Italy had two recessions in short order, one in 2009 and a second in 2012/13 on the back of an austerity programme designed to placate the EU. This decade of pain has left scars on the country and alienated large sections of the electorate, in particular the young where eye wateringly high levels of youth unemployment blight the country.
And then there’s immigration. No European crisis would be complete without it. In the 10 years of economic stagnation Italy’s migrant population grew by 2 million. Most of these were other Europeans (Romanians make up the largest group) but the headlines went to the dramatic events in the Mediterranean. As the Arab Spring kicked off in nearby Tunisia and Libya Italy found itself on the front line of a refugee crisis.
Whereas maybe 20-30,000 people crossed the Mediterranean or Adriaticillegally up to 2012, from 2013, (smack in the middle ofItaly’s European austerity pain) this number shot up to closer to 200,000 each year.A ruling from the distant ECHR that Italy couldn’t return refuges set the fires burning and Mrs Merkel clumsily added more fuel to the fire in 2015.

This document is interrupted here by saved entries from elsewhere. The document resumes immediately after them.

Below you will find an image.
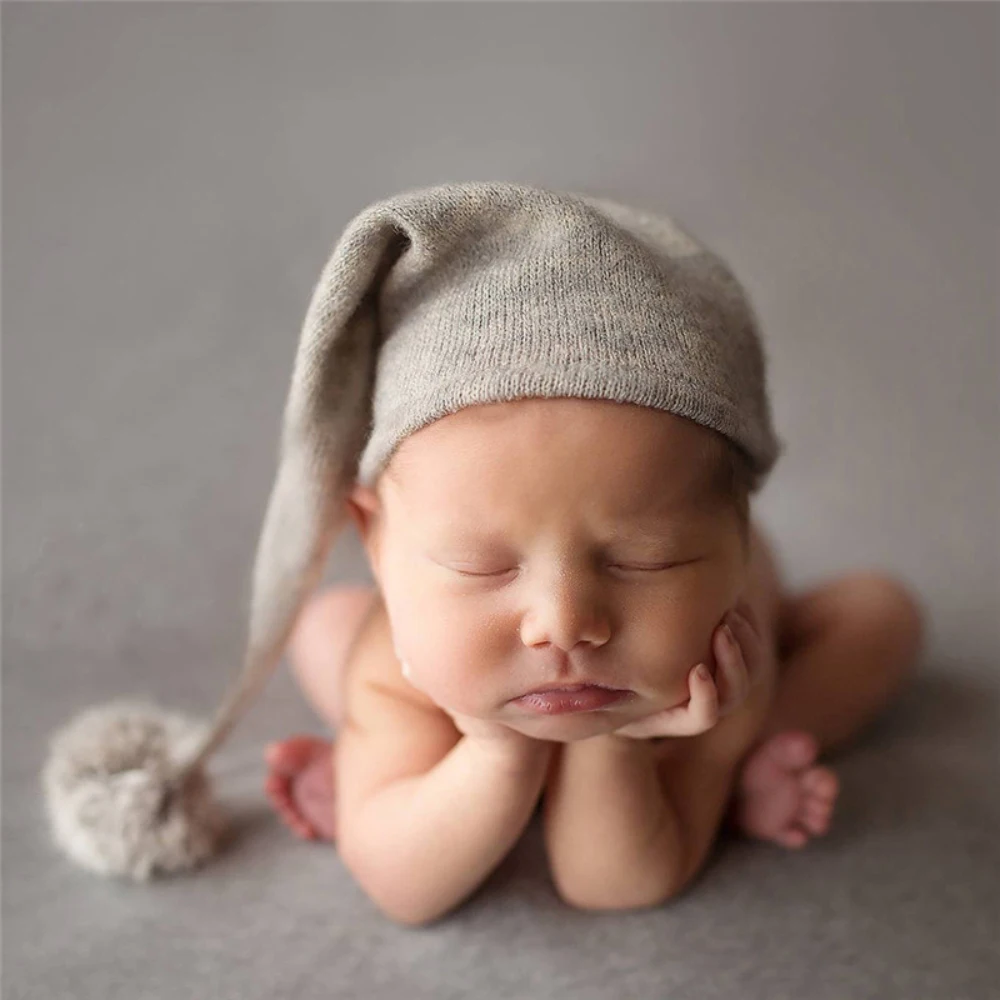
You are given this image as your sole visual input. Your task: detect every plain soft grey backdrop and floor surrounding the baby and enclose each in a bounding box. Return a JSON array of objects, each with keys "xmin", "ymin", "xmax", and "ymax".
[{"xmin": 2, "ymin": 3, "xmax": 1000, "ymax": 1000}]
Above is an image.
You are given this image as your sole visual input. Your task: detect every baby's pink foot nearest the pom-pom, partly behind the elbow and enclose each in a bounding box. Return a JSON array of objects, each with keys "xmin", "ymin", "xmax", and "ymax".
[{"xmin": 264, "ymin": 736, "xmax": 334, "ymax": 840}]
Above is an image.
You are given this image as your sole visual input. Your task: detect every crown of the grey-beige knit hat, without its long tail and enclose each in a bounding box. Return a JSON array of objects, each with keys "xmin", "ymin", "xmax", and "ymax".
[{"xmin": 356, "ymin": 184, "xmax": 781, "ymax": 486}]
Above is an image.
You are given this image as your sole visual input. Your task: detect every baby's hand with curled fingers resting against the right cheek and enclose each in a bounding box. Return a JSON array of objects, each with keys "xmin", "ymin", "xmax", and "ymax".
[{"xmin": 615, "ymin": 602, "xmax": 763, "ymax": 739}]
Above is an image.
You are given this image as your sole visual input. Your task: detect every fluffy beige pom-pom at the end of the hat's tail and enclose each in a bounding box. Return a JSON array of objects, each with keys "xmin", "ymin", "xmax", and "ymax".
[{"xmin": 42, "ymin": 699, "xmax": 224, "ymax": 880}]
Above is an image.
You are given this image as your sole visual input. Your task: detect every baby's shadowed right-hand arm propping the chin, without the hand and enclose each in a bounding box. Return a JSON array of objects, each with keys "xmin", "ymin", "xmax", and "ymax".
[{"xmin": 545, "ymin": 608, "xmax": 772, "ymax": 909}]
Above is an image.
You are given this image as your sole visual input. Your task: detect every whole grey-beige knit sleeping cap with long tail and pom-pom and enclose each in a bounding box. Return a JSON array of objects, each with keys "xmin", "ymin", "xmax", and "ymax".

Against this background it was inevitable that the protest parties would gain votes but the depth of electoral despair were perhaps underestimated. Italy’s older parties had sacrificed themselves on the altar of Europe and lost support heavily. In the 2018 election 5 Star now led by Grillo’s deputy and nominee Luigi Di Maio topped the poll with 33% of the vote. The Lega cane third with a credible 17% a sizeable improvement on its previous results.
At first it looked like business as usual. Politics in Italy went in to its customary haggle against a background of political numbers which didn’t quite add up. President Matterella lined himself up to name a government; and then something remarkable happened. The two parties which on paper were at either end of the political spectrum, against all the odds, agreed to form a government.
Perhaps it was the realisation that this was their one chance to upset the political apple cart that made them seize it, but whatever it was Italy was entering new territory. Both Di Maio and Salvini showed a level of pragmatism to get to this point. However they are both fairly flexible politicians; Salvini began life as a left winger and ended up leading the Right, Di Maio comes from a far right family and has ended up leading the Left. In those journeys there is perhaps a level of empathy with the other side that makes things work.
The establishment were shocked both in Italy and Brussels. Then the temperature rose further as the new government proposed an openly anti Euro professor as Finance Minister. The President vetoed it and a constitutional crisis ensued with Matterella eventually having to back down after a face saving compromise with the new government. The powers that be had tried to kill the populist government at birth and not only failed but had made actually them more popular.
Once in government 5 Star/Lega have set about delivering their agenda. Reversing austerity, tackling immigration and facing down Brussels and they have seen their approval ratings soar. All of this depends of Di Maio and Salvini staying close enough to see a change in the domestic landscape through and this is the weakness the government faces, but for the first time in ages Italy has a strong and popular government and the rest of Europe has to sit up and take notice. Suddenly Italy has become a player.